In the full text, provocatively entitled “Eppur’ si muove” (after the apocryphal saying attributed to Galileo), Pell exhaustively details the scientific evidence that the consensus can’t quite account for and underscores what he calls “the climate movement’s totalitarian approach to opposing views, their demonising of successful opponents, and their opposition to the publication of opposing views, even in scientific journals.” He also notes that the economic costs associated with various climate proposals are likely to weigh heavily on the world’s most vulnerable people. “Are there any long-term benefits from the schemes to combat global warming, apart from extra tax revenues for governments and income for those devising and implementing the schemes?”

Pell draws an interesting analogy between the biblical account of the Tower of Babel and particular policy measures demanded by climate activists. Drawing upon the work of distinguished physician-philosopher Leon Kass, Pell notes that the narrative of humanity’s attempt to build a tower that would reach the heavens may be understood as a metaphor for man’s “presumptuous attempt to control or appropriate the divine” and (citing Kass) “the all-too-human, prideful attempt at self-creation.” On this basis, Pell writes: “We should ask whether our attempts at global climate control are within human capacity [or] likely to be as misdirected and ineffective as the construction of the famous tower in the temple of Marduk, Babylon’s chief god.”

In short, Pell isn’t suggesting there’s nothing to be concerned about — “I am not a ‘denier’ of climate-change” — nor does he claim that his perspective is the only possible Christian position on climate change. His key points are simply that (1) the scientific debate is not over, (2) the climate movement has always seemed more driven by ideology than evidence, and (3) this isn’t a basis for implementing extremely costly policies.

There is a broader context to Pell’s remarks, and that is Catholic hierarchy’s growing concern about some of the climate-change movement’s most aggressive allies: the Greens.

It’s no secret that when it comes to those moral questions that are truly non-negotiable for Catholics (e.g., abortion, euthanasia), Greens invariably take the most permissive positions. Their hostility to robust religious-liberty protections is a matter of record. Moreover, anyone who delves into “deep Green” literature soon discovers frankly humanophobic ideas. Such are the concerns of some Catholic bishops that, before elections were held in the Australian state of New South Wales in March this year, Pell and most of the state’s Catholic bishops issued an unprecedented pre-election statement warning their flocks against the more troubling, less publically mentioned parts of the Greens’ party platform.

But wait — doesn’t all this put Cardinal Pell at odds with Benedict XVI, whom some have dubbed the “Green Pope”?

The short answer is no.

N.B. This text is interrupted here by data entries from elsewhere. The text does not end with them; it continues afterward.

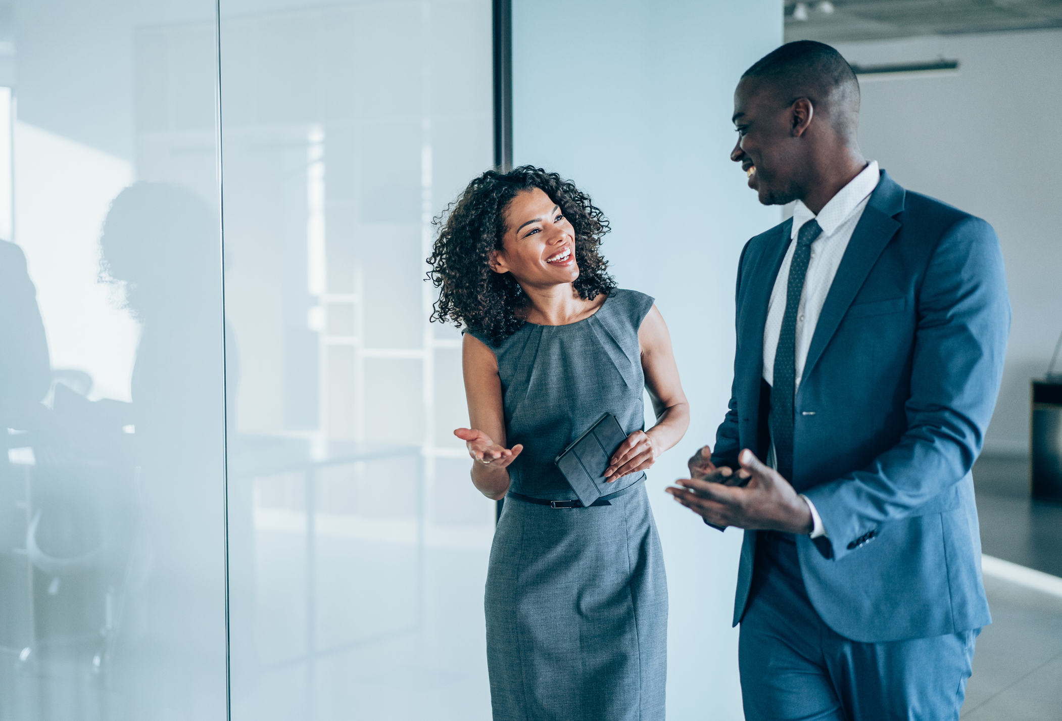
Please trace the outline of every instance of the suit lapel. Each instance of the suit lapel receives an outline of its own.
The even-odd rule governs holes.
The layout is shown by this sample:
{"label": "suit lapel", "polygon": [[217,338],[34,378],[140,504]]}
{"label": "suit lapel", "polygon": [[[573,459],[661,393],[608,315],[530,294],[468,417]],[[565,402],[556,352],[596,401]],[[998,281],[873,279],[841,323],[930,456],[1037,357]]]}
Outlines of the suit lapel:
{"label": "suit lapel", "polygon": [[764,376],[764,327],[767,325],[767,308],[774,290],[774,280],[789,248],[792,220],[777,226],[776,235],[770,238],[764,252],[742,279],[740,323],[737,337],[738,354],[743,359],[737,367],[743,371],[739,378],[744,393],[738,397],[748,406],[741,411],[742,417],[756,416],[759,407],[759,379]]}
{"label": "suit lapel", "polygon": [[[815,334],[811,337],[807,360],[804,362],[802,378],[810,376],[829,339],[841,324],[849,306],[874,268],[874,263],[900,229],[901,223],[893,216],[904,209],[904,189],[883,170],[881,178],[871,193],[862,218],[852,234],[844,257],[841,258],[841,264],[837,269],[837,275],[834,276],[834,282],[826,294]],[[803,383],[801,388],[804,388]]]}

First, it’s hardly news that Pell and Benedict have been good friends since then–auxiliary bishop Pell served as a member of then–Cardinal Ratzinger’s Congregation for the Doctrine of the Faith throughout the 1990s. It’s hard to think of another cardinal who has been more supportive of Benedict’s powerful critiques of the “dictatorship of relativism.”

Second, Benedict himself has wondered on many occasions (including during his recent Bundestag speech) about the disconnect between many peoples’ contemporary angst about the environment and their seeming indifference to what Benedict calls the “human ecology” of the natural law, which provides the only truly rational basis for human freedom, dignity, and civilization.

Leaving aside efforts to establish nonexistent tensions between cardinal and pope, the usual suspects — secular and religious — will surely excoriate Pell for this lecture. But in an age where far too many Christian thinkers are way too submissive to transitory intellectual fashions that make them acceptable at fashionable cocktail parties but also partakers in profound intellectual incoherence, it’s refreshing to know not everyone is so intimidated.

— Samuel Gregg is research director at the Acton Institute. He has authored several books including On Ordered Liberty, his prize-winning The Commercial Society, Wilhelm Röpke’s Political Economy, and his 2012 forthcoming Becoming Europe: Economic Decline, Culture, and America’s Future.